In the U.S., FAA Safety Alert for Operators (SAFO) 19001 provides guidance to operators on landing performance assessments at time of arrival. According to this alert, it is applicable to all aircraft operators under Parts 91, 121, 125, and 135.

FAA SAFO 19001 was published to assist operators in developing methods to ensure sufficient landing distance exists to safely make a full-stop landing. This document provides information and guidelines created from government and industry groups after a Boeing 737-700 runway overrun accident at Chicago Midway Airport in 2005. 

EASA operators of large aircraft, both commercial and private, are required to assess LDTA prior to each landing per CAT.OP.MPA.303 and NCC.OP.225.

LDTA is a concept that is intended to provide a more accurate assessment of actual landing distance at time of arrival considering factors such as runway contaminants, winds, speed additives, and touchdown points. This is a more realistic assessment of landing performance using actual conditions versus preflight planning.

It is recommended that the flight crew determine LTDA at a point in time close enough to the destination airport to obtain the most current meteorological and runway surface conditions. Depending on the pilot workload, these assessments could be made shortly after top of descent but before commencement of the approach. 

In addition to LDTA, SAFO 19001 provides amplified discussions on pilot braking action reports (Pireps), runway condition codes (RYWCC), and the runway condition description matrix (RCAM).  

RCAM is a useful document since it provides a direct correlation between runway condition descriptions, RWYCCs, and pilot braking action reports. Often RCAM will include crosswind limitations that become more restrictive as the braking action decreases.

RWYCC are used during the LDTA assessment to locate the appropriate landing distance chart. RWYCC range from 6 (the best) to 0 (nil braking)—there typically is a landing distance chart for each value. Once the LDTA is determined, it is important to multiply that value by 1.15 to get the required 15 percent safety margin.

Pilot Controlled

According to FAA Advisory Circular 91-79A “Mitigating the Risks of Runway Overrun Upon Landing,” several factors cause landing overrun excursions. All of these are cumulative and are under the direct control of the pilot: 

Unstable Approach. Safe landings begin long before the touchdown. Adherence to stabilized approach criteria is a must. If the approach becomes destabilized, go around. Operators should have a “no fault go-around policy.”

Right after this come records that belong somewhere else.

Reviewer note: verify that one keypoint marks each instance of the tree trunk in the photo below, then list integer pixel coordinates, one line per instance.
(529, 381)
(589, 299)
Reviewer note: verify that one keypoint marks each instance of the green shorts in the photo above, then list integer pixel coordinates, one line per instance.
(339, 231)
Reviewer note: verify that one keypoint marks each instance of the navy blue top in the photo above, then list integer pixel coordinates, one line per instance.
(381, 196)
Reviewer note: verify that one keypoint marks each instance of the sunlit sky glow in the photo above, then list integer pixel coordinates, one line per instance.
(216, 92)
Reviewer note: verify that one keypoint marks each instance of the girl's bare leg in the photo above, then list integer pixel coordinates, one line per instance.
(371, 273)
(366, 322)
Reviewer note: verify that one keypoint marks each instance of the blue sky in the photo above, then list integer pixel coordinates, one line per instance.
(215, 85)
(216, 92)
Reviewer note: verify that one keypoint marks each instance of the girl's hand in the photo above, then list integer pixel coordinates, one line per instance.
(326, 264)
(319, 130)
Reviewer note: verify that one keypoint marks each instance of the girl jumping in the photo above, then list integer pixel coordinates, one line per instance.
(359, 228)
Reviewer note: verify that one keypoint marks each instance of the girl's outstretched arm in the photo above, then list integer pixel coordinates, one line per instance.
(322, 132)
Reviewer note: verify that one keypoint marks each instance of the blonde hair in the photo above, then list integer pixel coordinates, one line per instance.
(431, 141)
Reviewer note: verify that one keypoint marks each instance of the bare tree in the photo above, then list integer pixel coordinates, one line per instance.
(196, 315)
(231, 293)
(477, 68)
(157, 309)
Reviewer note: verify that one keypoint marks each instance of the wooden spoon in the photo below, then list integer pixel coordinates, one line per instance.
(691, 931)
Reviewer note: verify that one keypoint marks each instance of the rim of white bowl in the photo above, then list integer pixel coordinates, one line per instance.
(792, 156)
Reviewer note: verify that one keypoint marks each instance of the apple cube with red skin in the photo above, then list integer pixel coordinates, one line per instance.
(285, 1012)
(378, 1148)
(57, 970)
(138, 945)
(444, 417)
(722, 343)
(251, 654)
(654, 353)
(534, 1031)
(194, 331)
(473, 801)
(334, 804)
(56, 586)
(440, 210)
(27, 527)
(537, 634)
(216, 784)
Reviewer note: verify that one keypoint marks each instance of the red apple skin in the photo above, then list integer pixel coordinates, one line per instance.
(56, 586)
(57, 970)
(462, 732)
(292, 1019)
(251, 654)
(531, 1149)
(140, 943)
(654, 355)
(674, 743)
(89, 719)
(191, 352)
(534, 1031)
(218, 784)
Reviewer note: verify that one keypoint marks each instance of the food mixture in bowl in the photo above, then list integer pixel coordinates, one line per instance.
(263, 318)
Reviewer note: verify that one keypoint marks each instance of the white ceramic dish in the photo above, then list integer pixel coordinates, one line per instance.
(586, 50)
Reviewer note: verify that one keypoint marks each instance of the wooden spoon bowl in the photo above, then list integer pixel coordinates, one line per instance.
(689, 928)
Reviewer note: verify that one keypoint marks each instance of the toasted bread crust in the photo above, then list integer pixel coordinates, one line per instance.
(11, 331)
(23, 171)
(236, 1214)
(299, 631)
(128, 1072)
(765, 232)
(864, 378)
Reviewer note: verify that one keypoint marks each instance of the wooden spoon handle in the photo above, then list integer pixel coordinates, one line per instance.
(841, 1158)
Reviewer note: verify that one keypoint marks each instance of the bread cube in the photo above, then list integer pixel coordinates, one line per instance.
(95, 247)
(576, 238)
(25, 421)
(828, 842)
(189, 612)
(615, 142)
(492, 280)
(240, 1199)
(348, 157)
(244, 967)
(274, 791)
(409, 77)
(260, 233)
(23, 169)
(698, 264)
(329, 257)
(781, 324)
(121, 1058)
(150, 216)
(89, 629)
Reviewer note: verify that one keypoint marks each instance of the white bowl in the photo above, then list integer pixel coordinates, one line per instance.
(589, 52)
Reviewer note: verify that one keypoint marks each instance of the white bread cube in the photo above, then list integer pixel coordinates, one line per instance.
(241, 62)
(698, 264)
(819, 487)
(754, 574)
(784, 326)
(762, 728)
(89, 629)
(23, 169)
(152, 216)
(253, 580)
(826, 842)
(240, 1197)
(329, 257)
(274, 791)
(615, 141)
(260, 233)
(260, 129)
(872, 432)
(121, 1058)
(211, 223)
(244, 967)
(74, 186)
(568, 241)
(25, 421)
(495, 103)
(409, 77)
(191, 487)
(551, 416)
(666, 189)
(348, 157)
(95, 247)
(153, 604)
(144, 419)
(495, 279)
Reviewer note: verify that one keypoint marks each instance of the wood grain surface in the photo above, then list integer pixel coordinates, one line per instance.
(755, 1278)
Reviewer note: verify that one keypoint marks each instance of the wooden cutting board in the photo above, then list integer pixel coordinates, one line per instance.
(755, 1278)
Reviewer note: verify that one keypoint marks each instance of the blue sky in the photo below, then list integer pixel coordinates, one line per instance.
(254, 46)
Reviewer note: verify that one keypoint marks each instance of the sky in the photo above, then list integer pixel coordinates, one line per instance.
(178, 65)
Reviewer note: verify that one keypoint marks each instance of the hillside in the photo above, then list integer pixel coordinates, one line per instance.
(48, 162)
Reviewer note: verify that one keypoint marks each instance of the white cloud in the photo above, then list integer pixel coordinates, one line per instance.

Threshold crossing height (TCH). Most aircraft are certified with a TCH of 50 feet. For every 10 feet above the TCH, landing distance is increased by 200 feet.

Extended flare or long landing. Braking on the ground is far more effective than attempting to bleed off energy in the flare. Most landing distances provided by commercial products are predicated on touching down by a specific point on the runway; landing beyond this point invalidates any calculated landing distances.

High touchdown speed. A 10 percent increase in airspeed at touchdown increases the landing distance by 20 percent. A tailwind has a similar effect—for each 10 knots of tailwind, landing distance is increased by 21 percent.

Delay in deploying deceleration devices. Thrust reversers, ground spoilers, and brakes help decelerate the aircraft during the landing roll. Any delay in deploying these devices will affect landing distance. A two-second delay in deploying thrust reversers can add 200 feet to the landing distance. Less than maximum braking will generally add another 20 percent to the total.

To demonstrate the cumulative effects of each factor, Embraer in a recent “Landing Performance and Operational Best Practices” webinar used a Phenom 300 in an example. In this case, the aircraft crossed the runway threshold at 50 feet, at Vref+5, with a five-knot tailwind, and a delayed flare of three seconds. All of this added up to a 36 percent increase—an extra 1,075 feet—in landing distance.

The opinions expressed in this column are those of the author and not necessarily endorsed by AIN Media Group.